趣味は読書?


どうも生来受け身な性格なもので、人に堂々と言えるような趣味というものがない。

そこで、あえて聞かれた場合には、読書と答えることにしている。
別にウソをついているわけではなく、私は暇さえあれば何らかの活字を目で追っている男である。
しかし、読書といっても、普通の人とは読んでいる本が違うのが問題だ。
私が、普段読んでいるのは、いわゆる豆知識や雑学の本がほとんどで、別に何の役にも立たない知識を増やしながら、無駄な自己満足に浸るのが好きなのである。

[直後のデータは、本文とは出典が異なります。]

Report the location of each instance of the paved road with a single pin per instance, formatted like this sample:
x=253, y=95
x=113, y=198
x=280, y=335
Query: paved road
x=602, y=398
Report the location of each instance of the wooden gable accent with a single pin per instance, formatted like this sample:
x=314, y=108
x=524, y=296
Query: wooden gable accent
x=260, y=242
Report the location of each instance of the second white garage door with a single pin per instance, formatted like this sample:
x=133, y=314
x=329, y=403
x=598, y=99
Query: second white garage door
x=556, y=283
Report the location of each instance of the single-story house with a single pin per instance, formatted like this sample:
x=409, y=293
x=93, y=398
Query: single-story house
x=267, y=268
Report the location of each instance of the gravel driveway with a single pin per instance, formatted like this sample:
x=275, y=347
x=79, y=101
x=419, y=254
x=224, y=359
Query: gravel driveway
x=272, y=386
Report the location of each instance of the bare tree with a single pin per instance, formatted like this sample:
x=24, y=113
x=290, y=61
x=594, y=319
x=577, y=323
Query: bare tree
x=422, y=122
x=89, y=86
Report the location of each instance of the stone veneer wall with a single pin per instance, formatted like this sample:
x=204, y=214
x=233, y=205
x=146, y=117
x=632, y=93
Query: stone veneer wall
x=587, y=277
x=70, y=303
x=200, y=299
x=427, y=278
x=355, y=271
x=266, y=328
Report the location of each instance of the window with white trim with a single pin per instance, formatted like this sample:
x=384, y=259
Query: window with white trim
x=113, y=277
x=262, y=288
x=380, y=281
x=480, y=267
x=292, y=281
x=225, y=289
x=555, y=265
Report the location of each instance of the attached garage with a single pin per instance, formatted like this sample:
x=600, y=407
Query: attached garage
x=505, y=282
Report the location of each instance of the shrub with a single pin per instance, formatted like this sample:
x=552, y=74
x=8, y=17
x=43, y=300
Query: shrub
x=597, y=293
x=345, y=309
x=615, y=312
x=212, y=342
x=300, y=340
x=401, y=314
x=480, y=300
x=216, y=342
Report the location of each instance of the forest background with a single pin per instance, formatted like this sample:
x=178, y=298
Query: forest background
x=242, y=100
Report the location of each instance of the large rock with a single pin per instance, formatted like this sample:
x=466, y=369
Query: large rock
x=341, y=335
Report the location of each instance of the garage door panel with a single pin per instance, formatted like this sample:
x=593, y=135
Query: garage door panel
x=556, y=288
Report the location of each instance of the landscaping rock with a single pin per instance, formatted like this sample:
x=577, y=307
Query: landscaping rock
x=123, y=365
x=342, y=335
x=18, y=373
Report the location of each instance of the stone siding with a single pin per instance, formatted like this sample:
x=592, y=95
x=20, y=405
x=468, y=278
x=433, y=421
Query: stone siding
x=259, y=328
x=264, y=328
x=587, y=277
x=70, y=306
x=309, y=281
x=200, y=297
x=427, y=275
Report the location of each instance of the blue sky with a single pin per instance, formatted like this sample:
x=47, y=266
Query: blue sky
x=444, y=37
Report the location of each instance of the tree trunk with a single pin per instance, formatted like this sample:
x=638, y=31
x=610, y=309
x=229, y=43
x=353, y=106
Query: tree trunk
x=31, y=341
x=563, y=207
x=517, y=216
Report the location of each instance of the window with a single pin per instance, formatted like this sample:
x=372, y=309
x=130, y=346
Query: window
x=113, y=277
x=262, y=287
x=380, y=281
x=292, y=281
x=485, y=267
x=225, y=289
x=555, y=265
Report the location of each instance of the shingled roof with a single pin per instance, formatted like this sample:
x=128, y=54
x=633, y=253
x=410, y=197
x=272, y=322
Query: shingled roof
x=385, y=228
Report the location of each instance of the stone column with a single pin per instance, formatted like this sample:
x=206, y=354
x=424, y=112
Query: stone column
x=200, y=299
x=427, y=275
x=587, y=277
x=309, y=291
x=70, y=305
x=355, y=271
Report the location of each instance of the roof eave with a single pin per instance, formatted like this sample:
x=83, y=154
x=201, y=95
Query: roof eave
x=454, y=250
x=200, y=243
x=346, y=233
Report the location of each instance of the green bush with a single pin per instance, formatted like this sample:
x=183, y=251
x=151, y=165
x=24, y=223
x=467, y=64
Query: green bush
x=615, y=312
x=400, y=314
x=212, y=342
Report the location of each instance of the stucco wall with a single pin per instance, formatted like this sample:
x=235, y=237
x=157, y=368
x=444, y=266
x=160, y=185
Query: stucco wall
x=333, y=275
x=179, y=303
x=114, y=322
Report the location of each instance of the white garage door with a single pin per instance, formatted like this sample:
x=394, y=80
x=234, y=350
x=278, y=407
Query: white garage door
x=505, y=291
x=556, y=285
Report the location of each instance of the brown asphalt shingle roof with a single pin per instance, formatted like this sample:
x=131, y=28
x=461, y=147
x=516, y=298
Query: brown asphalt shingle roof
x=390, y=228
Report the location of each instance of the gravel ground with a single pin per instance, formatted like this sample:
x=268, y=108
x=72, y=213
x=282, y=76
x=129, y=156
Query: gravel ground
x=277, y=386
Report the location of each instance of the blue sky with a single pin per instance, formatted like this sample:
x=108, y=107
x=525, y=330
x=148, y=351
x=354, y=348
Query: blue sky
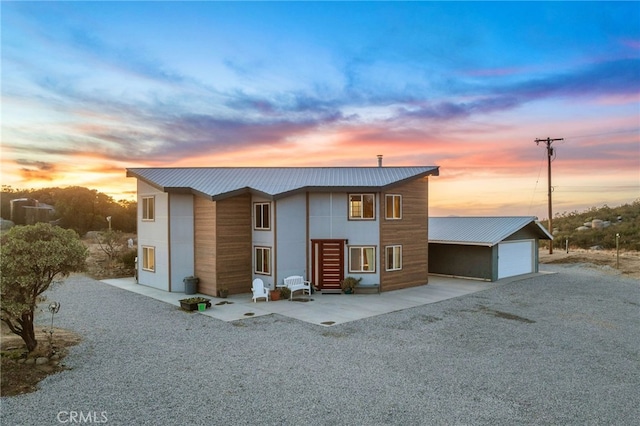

ところが、普通は「読書好き」といえば、小説をたくさん読んでいる人を指すらしい。
「趣味は読書」の後には、好きな作家とか、好きなジャンルを話すのが普通だ。
先方も「読書好き」の人だったりすると、続く会話は大体こうである。
「今年の芥川賞は読みましたか」「私は推理小説だったら何でも読むたちなんですよ」…
むこうは当然好意で話を振ってくれているのだが、私は小説は読まないので、返答に困る。
これが初対面の人だったりすると、話が広がらないことこの上ない。
私が悪いことをしているような気分になる。

そんなわけで、「趣味は読書」というのはあまり言いたくない言葉になってしまった。

かといって「無趣味」はいかにもつまらない人間のようで、これも避けたい。
といっても、旅行はしないし、映画も見ない、テレビは多少見るが、「趣味はテレビ鑑賞です」はあまり聞かない。
映画鑑賞は立派に趣味として市民権を得ているのに、なぜテレビではいけないのかとも思うが、やはり一方的に情報を享受するだけのテレビには「趣味」にふさわしいたけの積極性がないということなのだろう。

私にとって「趣味は読書」は長年のテーマである。